Boers-Li Gallery is very pleased to announce Qiu Anxiong’s solo exhibition, “New Classic of Mountains and Seas III”, opening on the 11th of March, 2017. This is Qiu Anxiong’s 4th solo show in the gallery, after his widely discussed “train” project “Staring into Amnesia” in 2007, “About-New Book of Mountains and Seas II” two years thereafter, and “Zoo” in 2010. This upcoming exhibition marks the final episode of Qiu’s animation trilogy, inspired by the classical Chinese text, “Shan Hai Jing” (Classics of Mountains and Seas). This final episode will be shown on a wide-screened 3D-video with a number of related works and source material, such as paintings, scrolls, drawings and notes.
Qiu Anxiong is known as an active and engaging artist. In his works, he seeks to reconcile the mankind’s disregard for cultivating value of history, with the imperative of what could be a disputable evolutionary progress. Since 2004, the “New Classic of Mountains and Seas” series has been focusing on key sociological and political events such as, environmental degradation, the depletion of natural resources and the impact of imperialism etc. To articulate these poignant messages through art, Qiu integrates traditional painting style of ink-wash to the technologically advanced medium of video animation.

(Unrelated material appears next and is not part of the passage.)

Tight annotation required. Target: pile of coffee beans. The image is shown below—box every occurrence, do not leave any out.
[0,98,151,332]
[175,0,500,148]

At the same time, Qiu’s work is inclined to the strange and the absurd – rather than investigating into the meaninglessness and pointlessness of the world, the artists proposes ways in which we may engage with a world evolving at unprecedented speed and whose course of development has become incomprehensible to us. Qiu Anxiong’s reiteration chronicles a world rapidly succumbing to industrial development, social change and environment destruction, a world where ideological differences lead inevitably to conflict and war. With references to the Classic of Mountains and Seas, an ancient Chinese text comprised of stories of magic and myths, the video series unfurls in the primitive setting of modern civilization. In viewing the global political landscape from an immemorial perspective, the work translates those ignored phenomena into mythical materials observed at distance, and presents the audience with scenes from “another world”. The film series expands the possibilities of ink painting into the language system of contemporary art by integrating various traditional Chinese painting techniques such as gongbi, xieyi, baimiao and etc, expressionistic into the hand-drawn animation film-making processes, to allow for a critical voice on the real world with vivid and peculiar images.
With the conflict over energy resources as its main clue, the “New Classics of Mountains and Seas I” showcases how modern industrial civilization has alienated mankind and the resulting conflicts over geopolitical interests. “The New Classics of Mountains and Seas II”, drawing inspiration from biotechnology and space technology, visualizes human crises caused by the development sin sciences and technologies on both macro and micro scales. As for the“New Classics of Mountains and Seas III”, it presents the challenges of a increasingly digitally networked society of information in the contemporary by projecting this reality onto the future: in a wasteland-like city surrounded by virtual hologram images, everyone is playing dual roles — one virtual, and the other, real; as their virtual lives become increasingly confused with the real ones, people obsess fanatically over those self-generated virtual joys and fantasies, and become tedious work machines in their real lives; eventually, the virtual world is challenged by the disturbing discontinuities and incompatibilities with the real world. By portraying the intertwined and contradictory relationship between the virtual and real worlds, the film proposes a paradox of human existence in today’s society.